Иван Егорович ощущал беспокойство за сына.
— Не унывай, — говорил он Феде, — еще не настал конец света. Не сегодня-завтра все переменится.
Но дни шли, а ничего не менялось.
Под влиянием тоскливого настроения Федя все чаще возвращался мыслью к годам, проведенным в Смоленске. Он вспоминал, как когда-то с друзьями совершал прогулки за город, как рыбачили, собирали грибы, пекли в золе картошку.

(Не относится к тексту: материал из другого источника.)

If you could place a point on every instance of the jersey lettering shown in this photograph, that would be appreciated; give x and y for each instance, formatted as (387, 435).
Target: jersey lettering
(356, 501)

«А здесь картошки и в помине нет, — думал он злорадно. — И вообще, что здесь хорошего? Все нарядно, непонятно. Звезды на небе и те не на своих местах горят». Даже кипарисы, несущие к небу темно-изумрудные кроны, вызывали у Феди раздражение: «Не деревья, а столбы какие-то. То ли дело береза: и ствол белый, радостный, и листочки весело трепещут под ветром, и в бане с березовым веником попариться — одно удовольствие… А цветы? Такие яркие, будто и не настоящие даже. А зима… Разве это зима?! Ни снега тебе, ни мороза, ни на санях покататься, ни в снежки поиграть; деревья всегда зеленые стоят. Вот море — это, конечно, да! Но и в Днепре, в конце концов, искупаться можно, хотя и не широк он возле Смоленска: туда и сюда сплавать без отдыха труда не составляет. Может, взять да и махнуть обратно в Смоленск?.. Как-то тамошние друзья-приятели поживают? И первый из них — Юрка Соловьев? Свинство — иначе на назовешь, что до сих пор не удосужился написать ему о своем житье-бытье».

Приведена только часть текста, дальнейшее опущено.